Court Enforces Sheriff’s Department’s Agreement To Arbitrate Discipline, Despite Applicability of Contrary Process in CBA

CATEGORY: Client Update for Public Agencies, Fire Watch, Law Enforcement Briefing Room
CLIENT TYPE: Public Employers, Public Safety
DATE: Dec 08, 2020

In December 2015, the San Francisco Sheriff’s Department (Department) terminated Deputy Sheriff Douglas Jones for misconduct.  The notice of termination, signed by then-Sheriff Ross Mirkarimi stated: “You have a right to appeal this decision. . . . The appeal termination is subject to those procedures provided for in Rule 122 of the Civil Service Commission.”  Rule 122 of the San Francisco Civil Service Commission Rules contains procedures related to the dismissal of employees “except the Uniformed Ranks of the Police and Fire Departments . . . or as may be superseded [sic] by a collective bargaining agreement[.]”

Jones timely appealed his termination, and the parties selected a neutral arbitrator in accordance with Rule 122. In October 2017, the arbitrator reduced Jones’s termination to a written reprimand and directed that he be reinstated with back pay and benefits.

On December 5, 2017, then-Sheriff Vicki Hennessy informed Jones that she would not accept the arbitrator’s recommendation for reinstatement and that his termination was final. In support, Sheriff Hennessy referred Jones to the collective bargaining agreement (CBA) between the City and County of San Francisco (City) and the San Francisco Deputy Sheriffs’ Association (Association), which provided that an appeals decision is not binding on the Department “when the decision is a recommendation of a reduction in the discipline.”  The CBA also provided that disciplinary grievances could not be submitted to arbitration, but instead had to follow a different appeals procedure outlined in the CBA.

On December 29, 2017, Jones and the Association (collectively “Association”) filed a complaint against the City and Sheriff Hennessy to enforce the arbitration award.  The Association argued that Sheriff Hennessy rejected the arbitration award pursuant to the CBA even though the Department had directed that Jones’s termination appeal proceeded under Rule 122 of the Civil Service Commission.  The Association alleged that the City and Sheriff Hennessy were now equitably estopped from relying on the CBA to reject the arbitration award.

The trial court agreed and confirmed the arbitration award.  The City appealed on the grounds that Jones was not entitled to equitable estoppel.  The California Court of Appeal disagreed and affirmed the trial court’s ruling.

The Court of Appeal described the doctrine of equitable estoppel as: “a person may not deny the existence of a state of facts if that person has intentionally led others to believe a particular circumstance to be true and to rely upon such a belief to their detriment.”  For equitable estoppel to apply to a government entity, five elements must be present: (1) the entity to be estopped must be appraised of the facts; (2) the entity to be estopped must intend that his conduct shall be acted upon, or must so act that the party asserting the estoppel had a right to believe it was so intended; (3) the other party must be ignorant of the true state of facts; (4) the other party must rely upon the conduct to his injury; and (5) injustice would result from a failure to uphold estoppel.
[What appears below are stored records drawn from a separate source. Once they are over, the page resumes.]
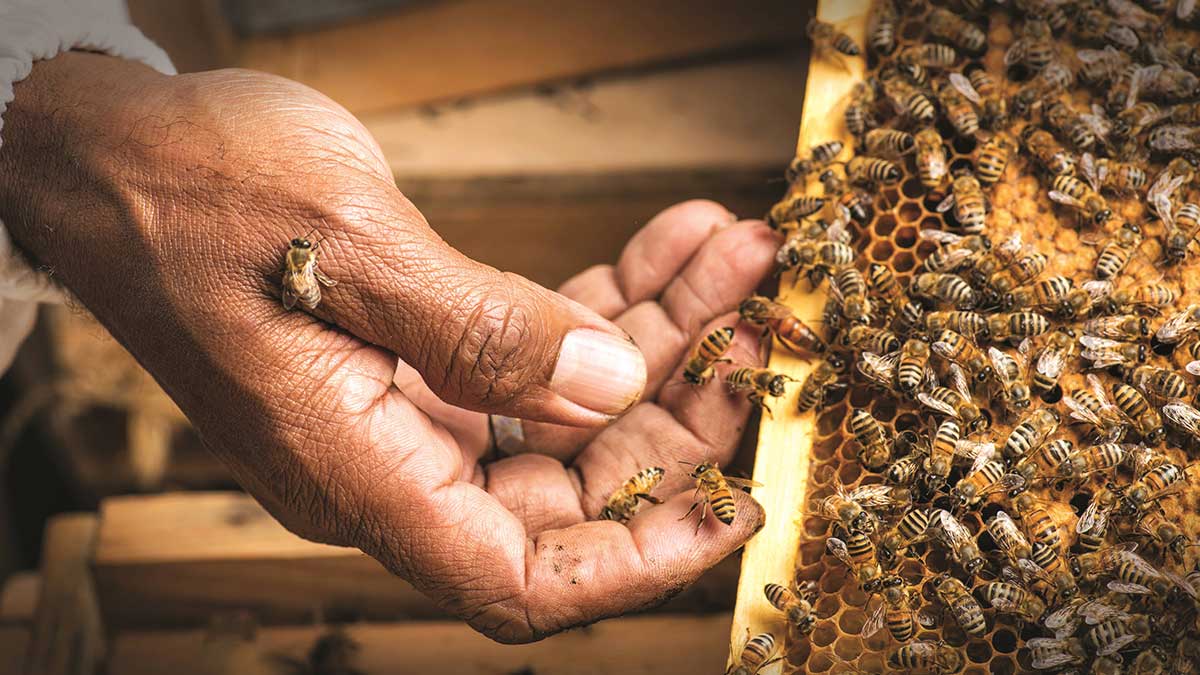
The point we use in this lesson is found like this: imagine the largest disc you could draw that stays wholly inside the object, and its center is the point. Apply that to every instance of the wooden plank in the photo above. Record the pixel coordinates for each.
(444, 51)
(67, 635)
(630, 646)
(785, 442)
(178, 559)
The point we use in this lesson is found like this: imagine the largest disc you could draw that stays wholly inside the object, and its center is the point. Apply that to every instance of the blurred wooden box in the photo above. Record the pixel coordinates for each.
(210, 584)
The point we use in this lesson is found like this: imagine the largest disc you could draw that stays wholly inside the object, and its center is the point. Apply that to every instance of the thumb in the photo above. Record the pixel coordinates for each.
(481, 339)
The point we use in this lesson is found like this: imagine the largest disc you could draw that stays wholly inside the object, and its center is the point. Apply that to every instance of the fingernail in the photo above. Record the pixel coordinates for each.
(599, 371)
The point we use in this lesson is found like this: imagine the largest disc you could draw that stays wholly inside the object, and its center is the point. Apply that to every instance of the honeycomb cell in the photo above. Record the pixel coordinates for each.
(882, 251)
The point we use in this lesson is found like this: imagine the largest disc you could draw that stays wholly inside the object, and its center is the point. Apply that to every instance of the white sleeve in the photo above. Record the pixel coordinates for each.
(33, 30)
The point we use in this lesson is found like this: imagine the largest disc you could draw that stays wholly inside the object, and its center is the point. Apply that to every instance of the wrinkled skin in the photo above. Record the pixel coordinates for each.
(166, 204)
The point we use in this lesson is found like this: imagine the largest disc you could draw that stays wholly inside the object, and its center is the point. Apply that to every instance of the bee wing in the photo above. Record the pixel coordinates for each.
(1000, 362)
(873, 496)
(959, 381)
(965, 88)
(1063, 198)
(1095, 518)
(742, 482)
(1098, 288)
(1128, 589)
(936, 405)
(839, 550)
(941, 237)
(876, 621)
(1050, 363)
(977, 452)
(1182, 416)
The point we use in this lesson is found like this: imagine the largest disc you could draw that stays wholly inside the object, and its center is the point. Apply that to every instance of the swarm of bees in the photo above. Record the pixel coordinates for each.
(1015, 384)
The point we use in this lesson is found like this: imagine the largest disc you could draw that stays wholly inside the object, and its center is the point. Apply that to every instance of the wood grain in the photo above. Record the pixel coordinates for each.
(785, 442)
(652, 645)
(447, 51)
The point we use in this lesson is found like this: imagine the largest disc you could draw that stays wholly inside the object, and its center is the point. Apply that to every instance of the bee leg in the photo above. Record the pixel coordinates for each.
(324, 280)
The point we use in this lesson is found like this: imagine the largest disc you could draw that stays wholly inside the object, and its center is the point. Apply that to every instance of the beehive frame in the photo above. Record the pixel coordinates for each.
(785, 442)
(799, 454)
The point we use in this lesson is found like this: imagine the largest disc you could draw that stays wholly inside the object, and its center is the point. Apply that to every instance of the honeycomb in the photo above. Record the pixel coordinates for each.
(1020, 203)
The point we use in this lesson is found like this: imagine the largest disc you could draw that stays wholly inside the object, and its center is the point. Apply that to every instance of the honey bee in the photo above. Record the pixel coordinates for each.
(875, 448)
(957, 348)
(1014, 599)
(948, 27)
(1031, 432)
(1097, 27)
(907, 100)
(1180, 232)
(853, 509)
(796, 603)
(930, 55)
(301, 279)
(1141, 298)
(1037, 521)
(1093, 407)
(713, 490)
(1125, 328)
(1050, 360)
(1183, 417)
(825, 36)
(849, 291)
(1042, 145)
(897, 611)
(1035, 48)
(857, 551)
(627, 500)
(819, 157)
(1054, 652)
(1062, 120)
(943, 288)
(1087, 461)
(931, 162)
(959, 109)
(820, 382)
(888, 143)
(881, 36)
(910, 530)
(955, 401)
(955, 537)
(1174, 138)
(963, 605)
(993, 156)
(1000, 286)
(927, 656)
(711, 351)
(781, 322)
(1014, 392)
(754, 655)
(1113, 635)
(1116, 252)
(1047, 463)
(954, 251)
(1179, 326)
(970, 204)
(1119, 177)
(1081, 197)
(793, 208)
(1104, 352)
(991, 478)
(1012, 326)
(870, 171)
(859, 112)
The City argued that Association failed to establish the third, fourth, and fifth elements.

For the third element, the City argued that the Association was not ignorant of the longstanding appeals provisions within the CBA.  The Court of Appeal disagreed and held that Jones was ignorant of the true state of facts since the Department advised that his appeal was subject to Rule 122. The Department then carried out the appeal in accordance with Rule 122.  Further, the Department had consistently proceeded with deputy termination appeals under Rule 122 for 20 years.

For the fourth element, the City argued Jones incurred no injury because the CBA appeal process was the only process available to him despite the Department’s incorrect representations about the applicability of Rule 122. The Court of Appeal disagreed and held by rejecting the arbitrator’s award, the Department injured Jones by retroactively depriving him of the ability to arbitrate his termination and then depriving him of employment.

For the fifth element, the City argued there was no injustice to Jones by holding him to the CBA’s terms. The Court of Appeal again disagreed. Jones incurred injustice because the City participated in arbitration without objection, and then, only after losing, argued that the underlying agreement to arbitrate was not applicable.

The Court of Appeal affirmed that the City was equitably estopped from challenging its agreement to arbitrate Jones’s termination appeal.

San Francisco Deputy Sheriffs’ Association v. City and County of San Francisco, 2020 WL 5568553 (2020)


This case is unpublished and therefore generally not citable.  However, it is an important reminder that employers should review any overlapping disciplinary appeal process rules and select the appropriate rule.  This case shows that once an employer selects one appeal process it may be estopped from later denying the applicability of that appeal process.